I think this is what I had in mind when, a few years ago, in a post about John Cheever’s Neglected Friends and Neighbors, I mentioned that I had given up on The Great Green “after 50-some pages of self-indulgent, meandering prose.”

Well, for some reason, I picked up The Great Green again a few weeks ago, and gave it another try. The book’s subtitle is, “A Loose Memoir of Merchant Marine Life in the Middle of the Twentieth Century with Examples of True Experience Being Turned into Fiction,” which in itself illustrates the self-indulgent and meandering problem. An average kid with no particular ambition and a tendency to follow along in others’ slipstream, Kentfield dropped out of the University of Iowa in the late 1940s bummed around the country until he wound up in New Orleans and decided to ship out as a merchant seaman.

This was not as straight-forward as he had expected. He spent a few weeks crashed with a friend while he waited, first to get his union letter, and then to get his Coast Guard rating as an ordinary seaman, and then to rise high enough in the pecking order of the Seaman’s Hall to get offered a spot on the S.S. John Ringling, a Liberty ship hauling bauxite out of Guiana.

Kentfield went to sea at a time when the life of merchant sailors was beginning to change. Although he had his share of dockside bars, drunken fights and weary prostitutes, this renegade lifestyle was transforming into a routine nearly as bourgeois as a banker’s. The hierarchy of ranks was as rigid as the military, and as an ordinary seaman, Kentfield was at the bottom of the heap.

Life on board a merchant ship, he soon learned, involved hundreds of practical details, such as a dozen or more different ropes for different purposes:

A heaving line is a small tough rope about the size of a clothesline though made of hemp, not plastic or cotton, and perhaps seventy-five feet long with a monkey fist on one end. And a monkey fist is an iron weight, usually a steel bearing, slightly smaller than a tennis ball covered with a Turk’s head, and a Turk’s head is a weaving of small rope that put sailors a long time ago in mind of a turban.

Kentfield seemed to enjoy playing the role of tour guide to the world of the merchant seaman, and The Great Green is full of explanations, from the uses of bell signals for telling time and announcing upcoming obstacles to the rules affecting seamen’s pay. As matter-of-fact as most of these passages are, I thought them by far the best part of the book.

kentfieldbooks“True Experience Being Turned into Fiction” is, perhaps, the focus of the book. Kentfield wrote several novels and published dozens of short stories that drew heavily upon his time as a seaman. He often reveals the real-life inspirations for characters in his fiction and occasionally quotes from his work to illustrate the links between them and his experiences. In this way, The Great Green shares a little in common with Katharine Brush’s This is On Me, although Kentfield lacks Brush’s light-hearted charm.
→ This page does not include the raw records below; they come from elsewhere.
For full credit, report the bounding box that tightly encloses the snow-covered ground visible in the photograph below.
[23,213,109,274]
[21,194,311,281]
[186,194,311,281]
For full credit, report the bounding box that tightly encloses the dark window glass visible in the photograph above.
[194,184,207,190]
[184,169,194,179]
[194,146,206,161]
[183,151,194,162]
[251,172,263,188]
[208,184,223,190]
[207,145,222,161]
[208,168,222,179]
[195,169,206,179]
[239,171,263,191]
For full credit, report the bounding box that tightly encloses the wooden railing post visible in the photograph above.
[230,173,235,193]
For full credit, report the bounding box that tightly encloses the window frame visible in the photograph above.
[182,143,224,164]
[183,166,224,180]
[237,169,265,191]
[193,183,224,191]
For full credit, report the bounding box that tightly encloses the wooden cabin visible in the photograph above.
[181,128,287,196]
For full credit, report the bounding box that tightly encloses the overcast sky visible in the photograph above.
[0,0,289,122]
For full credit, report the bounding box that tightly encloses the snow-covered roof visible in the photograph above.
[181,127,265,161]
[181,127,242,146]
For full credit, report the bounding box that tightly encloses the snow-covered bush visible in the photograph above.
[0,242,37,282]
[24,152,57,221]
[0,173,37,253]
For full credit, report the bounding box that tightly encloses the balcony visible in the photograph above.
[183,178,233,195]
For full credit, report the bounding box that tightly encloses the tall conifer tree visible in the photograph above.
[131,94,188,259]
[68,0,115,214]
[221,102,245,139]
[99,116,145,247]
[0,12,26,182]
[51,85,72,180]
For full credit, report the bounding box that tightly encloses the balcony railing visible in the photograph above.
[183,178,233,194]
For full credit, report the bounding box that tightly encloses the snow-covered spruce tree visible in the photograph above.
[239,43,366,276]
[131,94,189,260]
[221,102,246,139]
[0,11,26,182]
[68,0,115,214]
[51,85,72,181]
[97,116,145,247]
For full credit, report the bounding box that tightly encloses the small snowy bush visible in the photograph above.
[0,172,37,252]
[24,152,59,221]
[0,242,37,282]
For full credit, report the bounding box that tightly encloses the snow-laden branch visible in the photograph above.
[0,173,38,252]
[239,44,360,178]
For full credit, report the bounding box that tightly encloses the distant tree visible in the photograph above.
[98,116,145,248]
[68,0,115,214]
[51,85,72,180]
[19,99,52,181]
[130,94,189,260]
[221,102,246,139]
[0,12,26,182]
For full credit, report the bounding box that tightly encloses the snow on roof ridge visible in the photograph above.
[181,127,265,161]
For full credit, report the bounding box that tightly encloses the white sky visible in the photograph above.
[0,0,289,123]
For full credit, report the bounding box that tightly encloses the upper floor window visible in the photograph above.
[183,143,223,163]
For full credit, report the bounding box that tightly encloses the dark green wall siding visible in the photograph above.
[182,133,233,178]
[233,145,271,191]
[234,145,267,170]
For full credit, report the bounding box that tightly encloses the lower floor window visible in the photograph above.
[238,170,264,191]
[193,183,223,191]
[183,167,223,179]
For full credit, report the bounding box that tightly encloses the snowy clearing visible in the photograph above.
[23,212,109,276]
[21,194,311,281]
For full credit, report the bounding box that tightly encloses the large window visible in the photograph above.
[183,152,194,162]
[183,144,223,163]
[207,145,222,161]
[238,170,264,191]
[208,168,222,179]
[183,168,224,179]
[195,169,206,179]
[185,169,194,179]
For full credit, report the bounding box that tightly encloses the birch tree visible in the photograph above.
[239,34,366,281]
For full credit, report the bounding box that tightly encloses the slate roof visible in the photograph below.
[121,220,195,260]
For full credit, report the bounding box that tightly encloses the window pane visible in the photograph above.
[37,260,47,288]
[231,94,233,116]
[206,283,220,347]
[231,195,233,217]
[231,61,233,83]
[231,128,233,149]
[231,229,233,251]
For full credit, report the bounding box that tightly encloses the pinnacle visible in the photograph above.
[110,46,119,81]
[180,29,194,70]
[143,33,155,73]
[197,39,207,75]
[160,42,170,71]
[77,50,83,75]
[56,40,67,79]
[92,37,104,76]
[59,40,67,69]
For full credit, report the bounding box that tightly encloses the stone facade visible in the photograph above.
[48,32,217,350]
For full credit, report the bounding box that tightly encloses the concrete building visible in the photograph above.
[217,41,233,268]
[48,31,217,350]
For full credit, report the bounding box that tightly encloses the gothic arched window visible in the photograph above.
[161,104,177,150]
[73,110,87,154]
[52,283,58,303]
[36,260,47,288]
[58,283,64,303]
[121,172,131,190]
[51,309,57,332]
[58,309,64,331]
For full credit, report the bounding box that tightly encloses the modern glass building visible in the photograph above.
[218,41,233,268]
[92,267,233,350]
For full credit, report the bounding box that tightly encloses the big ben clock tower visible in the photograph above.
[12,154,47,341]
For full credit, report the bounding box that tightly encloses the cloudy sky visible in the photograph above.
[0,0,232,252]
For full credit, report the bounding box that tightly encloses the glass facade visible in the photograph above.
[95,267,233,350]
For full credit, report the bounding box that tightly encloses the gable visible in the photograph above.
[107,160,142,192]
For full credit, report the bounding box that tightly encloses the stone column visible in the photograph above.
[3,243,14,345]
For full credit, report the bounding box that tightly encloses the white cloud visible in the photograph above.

Kentfield returned to complete his degree and took breaks to start his writing career, starting with The Alchemist’s Voyage, a novel, in 1955, and The Angel and the Sailor: A Novella and Nine Stories in 1957. He continued to ship out from time to time, however–in part for the boost it seems to have given his fiction.

He finally quit in 1959, after coming to a decision as he worked on the deck of an oil tanker in Puget Sound on a rainy Christmas Day:

Standing there with the rain pouring from the end of my nose and my ears through my collar and my drawers, flowing over my boots, I, tending the valves and listening to the pumps, I came slowly to the realization that not only was I bored but that I was no longer pursuing the Possessor of All Secrets, the Father of All Gods and of the World, I was standing in the cold rain serving Standard Oil, a false god if ever there was one; so when I got back to Frisco, I quit.

Nevertheless, the sea never seems to have worked its way out of Kentfield’s system. His next novel was titled All Men are Mariners (1962), and his next short story collection, The Great Wondering Goony Bird (1963) was full of stories about sailors. And aside from contributing a novella to a collection titled, Three: 1971 and writing a coffee table book on the Pacific Coast, Kentfield only published one other book before his death in 1975: The Great Green. The last fifty pages of the book reprint three of his early short stories of sea-going life: “A Place for Lovers in the Summertime,” “Mortality,” and “Dancer’s Cricket.” According to various accounts, he struggled with alcoholism and his sexuality, and his death, from a fall from a tall seaside cliff, might have been suicide or vengeance from an angry wife.

The Great Green is very much the work of a writer struggling to master his prose and his perspective. There are some gawdawful attempts at the poetic, a fair number of anecdotes Kentfield probably rolled out to disgust or tease his friends after a few too many, and several character sketches that end up telling us more about the writer than the subject. I am glad that I stuck with it to the end, if only for the glimpses it offered into a life that seems never to have found its true reckoning.


The Great Green, by Calvin Kentfield
New York City: Dial Press, 1974

1 thought on “The Great Green, by Calvin Kentfield”

  1. In the acknowledgements section of Farther And Wilder, his new biography of Charles Jackson who wrote The Lost Weekend, Blake Bailey says that after finishing his book about John Cheever he was thinking of writing a book dealing in brief with a dozen or so writers, contemporaries of Cheever’s, who had fallen into obscurity. He mentions four he had in mind, Calvin Kentfield among them.